Abubakar Siddique is at his most interesting in The Pashtuns when he analyses why Pashtuns in particular have become such ardent supporters of Taliban thinking, and how this has been manipulated by outsiders. He goes back to the 15th century to find some moderate Islamic thinking under Pir Roshan among the Pashtuns that was inspired by “spirituality and moderation”. But he also identifies a far harsher brand of Islam led by Akhund Derweza, which later led to what Siddique calls “frontier jihads”, against the British in the 1890s.

This strand of belief was exploited by the new Pakistani government during the 1947 independence talks in order to undermine the Afghan government’s efforts to bring the Pashtun lands of Pakistan under Kabul’s rule. Later, Pakistan’s ISI also used this trail of thought when it spent millions of US dollars to support Pakistani Pashtuns to go into Afghanistan and kick-start the mujahedeen movement against the Soviets.

But decades later, the wheel has turned full circle as Siddique’s book reports a major shift in Pakistani military thinking, contained in its annual Green Book, which in 2013 noted that the threat to the Pakistani state from Islamist radical groups operating within Pakistan were a greater threat than its traditional rival India.

More than one million Pashtuns have died in violence since 1979, according to Siddique, and he is not hopeful for a good future after the North Atlantic Treaty Organisation-led International Security Assistance Forces withdraw from Afghanistan.

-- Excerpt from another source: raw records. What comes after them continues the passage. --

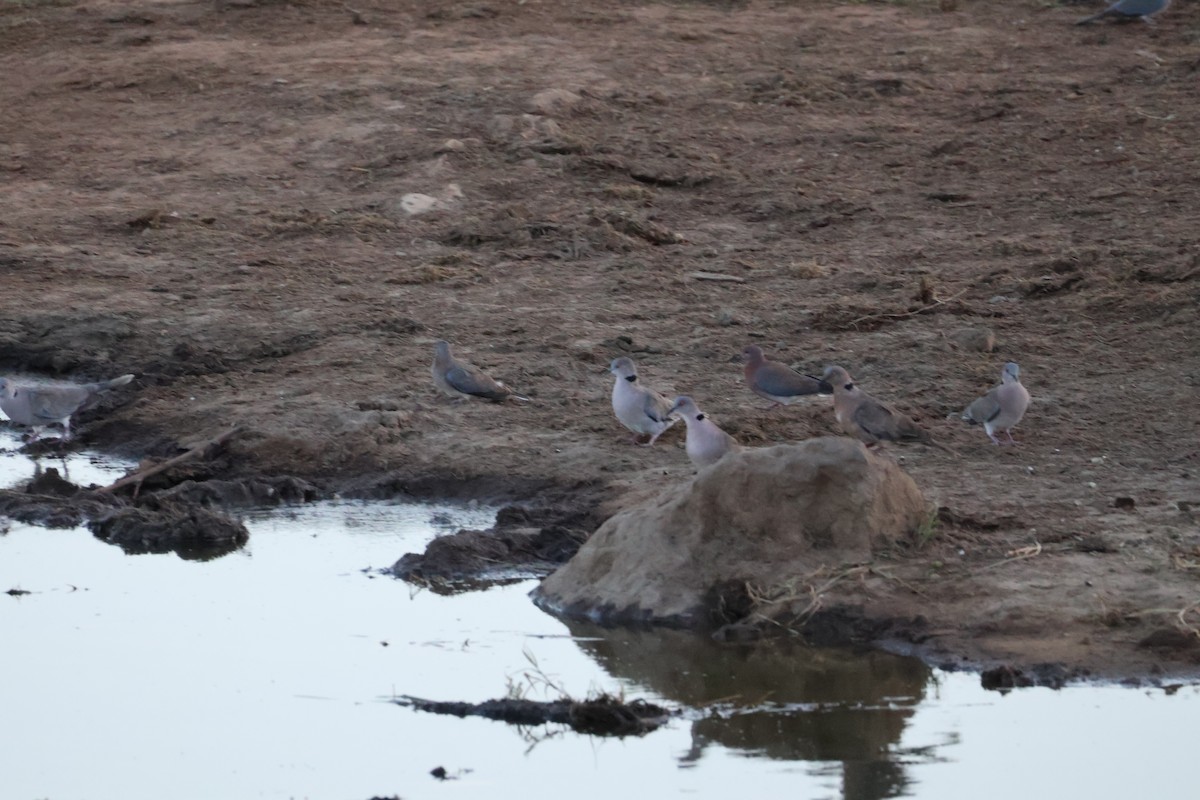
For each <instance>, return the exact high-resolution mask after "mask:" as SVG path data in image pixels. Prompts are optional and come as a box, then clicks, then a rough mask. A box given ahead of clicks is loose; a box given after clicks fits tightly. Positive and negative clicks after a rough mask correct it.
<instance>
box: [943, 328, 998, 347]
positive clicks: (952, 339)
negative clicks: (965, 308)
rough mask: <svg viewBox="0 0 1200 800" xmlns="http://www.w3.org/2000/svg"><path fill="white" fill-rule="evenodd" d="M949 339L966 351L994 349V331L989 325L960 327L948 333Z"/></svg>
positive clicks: (956, 345) (994, 333)
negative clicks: (951, 332)
mask: <svg viewBox="0 0 1200 800" xmlns="http://www.w3.org/2000/svg"><path fill="white" fill-rule="evenodd" d="M949 339H950V342H952V343H953V344H954V345H955V347H958V348H959V349H960V350H966V351H968V353H991V351H992V350H995V349H996V333H995V332H994V331H992V330H991V329H990V327H962V329H959V330H956V331H954V332H953V333H950V336H949Z"/></svg>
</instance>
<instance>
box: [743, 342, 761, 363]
mask: <svg viewBox="0 0 1200 800" xmlns="http://www.w3.org/2000/svg"><path fill="white" fill-rule="evenodd" d="M764 360H766V359H763V355H762V348H761V347H758V345H757V344H748V345H746V347H745V349H743V350H742V362H743V363H745V365H746V366H750V367H757V366H758V365H760V363H762V362H763V361H764Z"/></svg>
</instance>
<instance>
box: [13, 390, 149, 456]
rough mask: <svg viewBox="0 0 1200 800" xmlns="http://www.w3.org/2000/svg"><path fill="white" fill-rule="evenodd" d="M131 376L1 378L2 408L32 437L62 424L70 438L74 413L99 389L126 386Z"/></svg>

But he is consistent in his support for Kabul and Islamabad to stop marginalising Pashtuns when he urges that Islamabad stop exploiting them for their own purposes as this will keep them weak and tormented. This “may serve the short-term interests of powerful governments. But such policies will only prevent the region from rising to its potential and may yet again prove self-defeating”.